Notice how valves that are cleaned and apparently don't look so bad are in fact not only pitted but they also pounded themselves crooked loosing their concentricity. If those valves were to be reinstalled without reconditioning them the engine would have run but how well and for how long? Furthermore if the seat is out too how can you expect to have good sealing and good heat transfer?

I guess you can take a teacher out of the classroom but you cannot take the teacher out of a teacher. I must be getting old and "advicy".

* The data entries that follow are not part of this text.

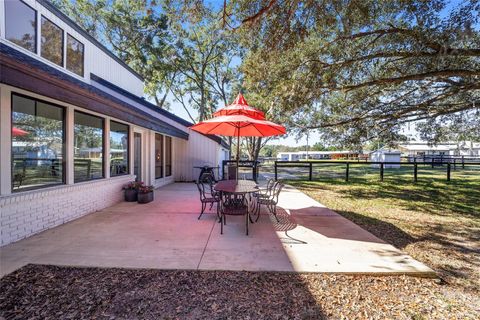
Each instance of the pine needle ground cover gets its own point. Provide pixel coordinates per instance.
(435, 221)
(50, 292)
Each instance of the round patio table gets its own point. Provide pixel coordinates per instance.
(237, 186)
(240, 188)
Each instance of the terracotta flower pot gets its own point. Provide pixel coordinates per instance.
(145, 197)
(131, 195)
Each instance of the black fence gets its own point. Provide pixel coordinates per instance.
(229, 168)
(344, 167)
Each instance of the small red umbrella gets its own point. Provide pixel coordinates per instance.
(239, 125)
(18, 132)
(240, 107)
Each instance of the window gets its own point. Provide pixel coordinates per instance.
(38, 143)
(51, 42)
(88, 147)
(74, 55)
(21, 25)
(158, 156)
(118, 148)
(168, 156)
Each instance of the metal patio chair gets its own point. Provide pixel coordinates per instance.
(271, 201)
(267, 192)
(234, 206)
(206, 198)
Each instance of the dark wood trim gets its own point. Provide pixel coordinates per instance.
(20, 75)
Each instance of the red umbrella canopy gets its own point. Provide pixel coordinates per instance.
(240, 107)
(239, 126)
(18, 132)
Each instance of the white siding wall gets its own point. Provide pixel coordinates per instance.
(197, 151)
(96, 60)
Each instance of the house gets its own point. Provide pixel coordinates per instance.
(460, 148)
(384, 155)
(74, 126)
(316, 155)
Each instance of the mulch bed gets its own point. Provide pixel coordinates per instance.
(51, 292)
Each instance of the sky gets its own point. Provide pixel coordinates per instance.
(314, 136)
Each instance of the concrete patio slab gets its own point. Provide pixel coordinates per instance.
(166, 234)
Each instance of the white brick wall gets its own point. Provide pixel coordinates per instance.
(30, 212)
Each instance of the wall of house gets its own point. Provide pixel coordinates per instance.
(198, 150)
(27, 213)
(95, 59)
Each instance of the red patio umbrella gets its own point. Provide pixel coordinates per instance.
(240, 107)
(18, 132)
(239, 125)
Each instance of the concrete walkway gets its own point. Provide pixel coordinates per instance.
(166, 234)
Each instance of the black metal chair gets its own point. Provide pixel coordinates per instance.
(271, 201)
(206, 199)
(234, 206)
(267, 192)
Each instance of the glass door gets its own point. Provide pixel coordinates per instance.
(137, 156)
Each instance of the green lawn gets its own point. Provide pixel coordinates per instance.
(433, 220)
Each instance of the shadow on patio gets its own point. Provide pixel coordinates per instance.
(166, 234)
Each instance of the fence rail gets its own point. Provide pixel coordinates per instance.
(381, 166)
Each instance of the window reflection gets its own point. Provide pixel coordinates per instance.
(51, 42)
(88, 147)
(168, 156)
(21, 24)
(118, 148)
(74, 55)
(38, 139)
(158, 156)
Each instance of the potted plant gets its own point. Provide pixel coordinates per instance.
(131, 191)
(145, 194)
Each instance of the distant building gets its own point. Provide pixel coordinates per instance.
(315, 155)
(383, 155)
(418, 149)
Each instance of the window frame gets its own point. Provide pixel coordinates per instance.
(66, 55)
(36, 49)
(103, 147)
(63, 63)
(163, 156)
(171, 156)
(64, 143)
(110, 149)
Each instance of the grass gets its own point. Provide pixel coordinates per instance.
(434, 220)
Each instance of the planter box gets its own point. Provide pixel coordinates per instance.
(131, 195)
(145, 197)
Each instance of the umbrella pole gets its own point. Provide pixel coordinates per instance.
(238, 151)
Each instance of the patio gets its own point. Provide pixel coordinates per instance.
(166, 234)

I'm going to go now since I cannot concentrate too well because my wife just gave me great news last night and I'm still "under the influence".
Mitch.

P.S. Defiant . Nobody is too far away these days. Most of my stuff I've got from RRE and that wasn't because they were close.
 
Hey suparata, lets say someone took the valves from above, and tried to take a feeler gauge between the valves and the valve seat (while properly installed). If there was no gap (or at least an extremely tight clearance) according to the feeler gauge, would you say it would be safe to run the valves without modification? I'm not a machinist so I don't really know if a feeler gauge would be the right way to measure this sort of thing. If not, how do machine shops determine if the valves are indeed sealing properly against the seats? What kind of instruments do they use to measure this? While my cylinder head was at the shop I didn't get a chance to watch the machinist do much of anything, I was too busy getting my car ready for the re-installation of the head.